En Rhône-Alpes les données sur les densités restent fragmentaires et les valeurs avancées varient beaucoup. Dans l’Ain, Waille (comm. pers.) donne le chiffre d’un couple pour 60 km2 ; dans la région de Cruseilles (74), Deliry et al. (en prép.) avancent celui d’un couple pour 10 km2.

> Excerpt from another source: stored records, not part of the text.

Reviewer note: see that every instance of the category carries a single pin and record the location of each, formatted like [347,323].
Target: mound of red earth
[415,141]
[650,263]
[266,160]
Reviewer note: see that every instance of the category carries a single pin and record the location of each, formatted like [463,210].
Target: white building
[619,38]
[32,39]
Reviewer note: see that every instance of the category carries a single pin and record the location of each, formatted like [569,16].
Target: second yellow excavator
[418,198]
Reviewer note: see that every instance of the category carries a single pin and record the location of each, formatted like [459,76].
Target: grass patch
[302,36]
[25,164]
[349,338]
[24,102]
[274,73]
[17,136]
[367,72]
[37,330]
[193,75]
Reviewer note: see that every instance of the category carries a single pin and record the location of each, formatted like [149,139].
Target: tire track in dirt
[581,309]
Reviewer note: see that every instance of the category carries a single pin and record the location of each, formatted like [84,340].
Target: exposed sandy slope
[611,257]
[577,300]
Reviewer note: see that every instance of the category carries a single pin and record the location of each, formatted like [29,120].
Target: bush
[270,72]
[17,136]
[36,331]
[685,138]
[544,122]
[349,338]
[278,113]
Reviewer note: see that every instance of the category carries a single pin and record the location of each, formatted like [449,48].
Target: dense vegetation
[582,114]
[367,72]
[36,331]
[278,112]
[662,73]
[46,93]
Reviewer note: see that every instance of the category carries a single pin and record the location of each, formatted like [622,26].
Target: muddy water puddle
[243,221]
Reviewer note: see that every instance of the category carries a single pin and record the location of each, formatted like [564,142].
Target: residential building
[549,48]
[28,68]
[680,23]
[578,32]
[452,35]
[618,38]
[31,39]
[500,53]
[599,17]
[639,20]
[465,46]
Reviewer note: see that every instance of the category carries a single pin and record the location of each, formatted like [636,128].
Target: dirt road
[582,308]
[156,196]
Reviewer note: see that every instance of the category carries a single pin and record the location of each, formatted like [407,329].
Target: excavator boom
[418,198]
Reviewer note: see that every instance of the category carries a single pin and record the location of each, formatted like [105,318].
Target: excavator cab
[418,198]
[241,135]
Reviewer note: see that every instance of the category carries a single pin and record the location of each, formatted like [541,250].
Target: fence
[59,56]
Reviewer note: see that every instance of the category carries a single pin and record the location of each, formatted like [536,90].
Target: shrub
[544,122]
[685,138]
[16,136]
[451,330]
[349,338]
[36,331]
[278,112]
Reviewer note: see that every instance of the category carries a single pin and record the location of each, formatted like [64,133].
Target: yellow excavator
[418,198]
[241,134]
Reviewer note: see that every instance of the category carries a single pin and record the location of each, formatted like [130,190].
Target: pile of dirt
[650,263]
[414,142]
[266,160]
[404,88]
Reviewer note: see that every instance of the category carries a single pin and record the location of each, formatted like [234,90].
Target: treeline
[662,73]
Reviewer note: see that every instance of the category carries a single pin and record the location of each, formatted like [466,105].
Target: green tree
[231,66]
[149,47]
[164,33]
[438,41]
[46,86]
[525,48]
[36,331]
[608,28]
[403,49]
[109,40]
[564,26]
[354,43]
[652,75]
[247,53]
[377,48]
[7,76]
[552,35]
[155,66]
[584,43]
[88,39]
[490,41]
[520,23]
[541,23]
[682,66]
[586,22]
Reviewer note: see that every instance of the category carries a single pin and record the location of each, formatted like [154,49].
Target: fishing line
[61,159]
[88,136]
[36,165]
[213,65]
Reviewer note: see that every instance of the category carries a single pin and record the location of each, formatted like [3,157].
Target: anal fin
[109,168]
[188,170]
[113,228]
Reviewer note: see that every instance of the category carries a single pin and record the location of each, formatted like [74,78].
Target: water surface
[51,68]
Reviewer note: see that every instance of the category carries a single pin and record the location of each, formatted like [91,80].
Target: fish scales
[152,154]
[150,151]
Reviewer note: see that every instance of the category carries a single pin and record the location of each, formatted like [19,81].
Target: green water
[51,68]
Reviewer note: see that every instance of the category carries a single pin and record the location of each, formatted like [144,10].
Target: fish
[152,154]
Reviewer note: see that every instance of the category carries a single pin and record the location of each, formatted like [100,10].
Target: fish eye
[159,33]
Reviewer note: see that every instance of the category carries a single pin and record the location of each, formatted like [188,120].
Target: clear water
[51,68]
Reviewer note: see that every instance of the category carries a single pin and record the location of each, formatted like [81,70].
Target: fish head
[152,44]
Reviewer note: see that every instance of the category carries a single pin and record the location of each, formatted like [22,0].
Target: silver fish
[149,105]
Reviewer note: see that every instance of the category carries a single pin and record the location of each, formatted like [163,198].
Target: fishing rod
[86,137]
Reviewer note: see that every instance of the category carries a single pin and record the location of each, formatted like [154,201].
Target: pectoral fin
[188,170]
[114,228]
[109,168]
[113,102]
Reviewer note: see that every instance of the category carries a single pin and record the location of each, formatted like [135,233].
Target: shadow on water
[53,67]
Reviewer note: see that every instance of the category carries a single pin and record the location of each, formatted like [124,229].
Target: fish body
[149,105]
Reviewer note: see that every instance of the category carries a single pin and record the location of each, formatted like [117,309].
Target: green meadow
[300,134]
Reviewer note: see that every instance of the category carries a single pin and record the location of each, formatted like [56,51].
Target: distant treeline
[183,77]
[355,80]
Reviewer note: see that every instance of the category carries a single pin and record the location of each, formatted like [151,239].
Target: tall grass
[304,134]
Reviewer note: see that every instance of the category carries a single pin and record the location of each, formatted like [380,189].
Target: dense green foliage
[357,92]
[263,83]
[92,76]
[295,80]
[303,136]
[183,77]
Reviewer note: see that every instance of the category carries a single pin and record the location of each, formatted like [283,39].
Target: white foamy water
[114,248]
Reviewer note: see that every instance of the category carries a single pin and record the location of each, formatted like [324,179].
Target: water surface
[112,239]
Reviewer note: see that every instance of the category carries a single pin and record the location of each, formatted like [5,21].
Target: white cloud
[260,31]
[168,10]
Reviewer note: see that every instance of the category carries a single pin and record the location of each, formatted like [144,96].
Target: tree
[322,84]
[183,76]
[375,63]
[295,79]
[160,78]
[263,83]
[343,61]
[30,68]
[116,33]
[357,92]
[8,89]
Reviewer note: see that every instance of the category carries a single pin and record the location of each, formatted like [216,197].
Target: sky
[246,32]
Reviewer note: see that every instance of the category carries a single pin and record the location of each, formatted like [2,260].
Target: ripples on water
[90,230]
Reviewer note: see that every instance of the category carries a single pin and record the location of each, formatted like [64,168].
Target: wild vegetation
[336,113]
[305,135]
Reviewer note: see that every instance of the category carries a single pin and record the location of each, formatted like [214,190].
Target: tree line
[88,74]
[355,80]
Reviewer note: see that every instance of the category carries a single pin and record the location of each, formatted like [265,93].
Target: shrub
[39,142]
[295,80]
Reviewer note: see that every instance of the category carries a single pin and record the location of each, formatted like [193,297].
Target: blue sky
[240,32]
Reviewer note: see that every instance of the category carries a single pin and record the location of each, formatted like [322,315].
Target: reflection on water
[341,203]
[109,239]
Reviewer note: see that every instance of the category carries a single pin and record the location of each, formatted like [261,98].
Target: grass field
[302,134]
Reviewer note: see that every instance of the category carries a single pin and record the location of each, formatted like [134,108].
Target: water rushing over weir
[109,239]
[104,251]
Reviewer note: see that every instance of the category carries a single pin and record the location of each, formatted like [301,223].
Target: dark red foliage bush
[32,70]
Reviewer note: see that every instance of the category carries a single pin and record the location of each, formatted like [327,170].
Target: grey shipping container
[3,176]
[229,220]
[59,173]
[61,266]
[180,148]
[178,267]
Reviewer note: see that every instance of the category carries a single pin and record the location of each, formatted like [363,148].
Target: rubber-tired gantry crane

Les adultes sont strictement sédentaires et, même à la mauvaise saison, ne s’éloignent jamais très longtemps du site de nidification, le mâle ne le délaissant quasiment jamais ([N]). Dès janvier, les aires volumineuses, installées à grande hauteur contre le tronc, commencent à être rechargées ; à la femelle revient le choix du nid qui va être utilisé. Les parades et les jeux nuptiaux commencent dès le mois de février : le 11 février 1996 à Burzet (07), le 14 février 1995 à Mazan l’Abbaye (07) ; ils s’intensifient jusqu’à la fin de mars - début d’avril, période de l’année où les oiseaux sont le plus facilement détectables. Le nombre moyen de jeunes à l’envol en Rhône-Alpes est de 2,2 jeunes par couple (n = 15), valeur voisine de celle mise en évidence par Deliry et al. (en prép.) dans la région de Cruseilles (74). Des mouvements migratoires sont nettement perceptibles en Rhône-Alpes et concernent essentiellement des immatures. Les mouvements de retour s’étalent de février au début d’avril : 28 migrateurs entre les 27 février et 13 avril 1984 au col de l’Escrinet (07), passage de 7 oiseaux entre le 17 mars et le 2 avril 1985 sur le même site, pic d’intensité régional de passage signalé en février pour l’année 1990. La dispersion postnuptiale a lieu entre septembre et novembre, période qui, selon les années, concentre presque la moitié des observations d’autours. Ces mouvements postnuptiaux concernent un nombre d’oiseaux assez réduit : 8 oiseaux du 2 septembre au 3 octobre 1989 à Samoëns (74), 5 le 15 octobre 1989 12 en 1995 à Fort l’Ecluse et 15 à Bertolet Valais (74) en 1998 à Fort l’Ecluse (01), 3 à Ceyzériat (01) du 8 octobre au 1er novembre 1989 ; 10 oiseaux du 4 octobre au 10 novembre 1991 à Ceyzériat (01).
Espèce très discrète et farouche, particulièrement pendant la période de reproduction, l’Autour des palombes est un des fleurons de nos rapaces diurnes arboricoles. Autrefois très persécuté, il a largement bénéficié des mesures de protection et des campagnes de sensibilisation sur le rôle des rapaces qui ont été mises en œuvre depuis le début des années 1970. Le dynamisme des populations rhônalpines associé à une meilleure qualité de prospection et une plus grande pression d’observation ont permis de découvrir l’Autour dans de nombreux nouveaux secteurs. Cette progression se poursuit, et il paraît nécessaire de rester vigilant pour qu’elle puisse perdurer sans difficulté, les densités maximales étant sans doute loin d’être atteintes.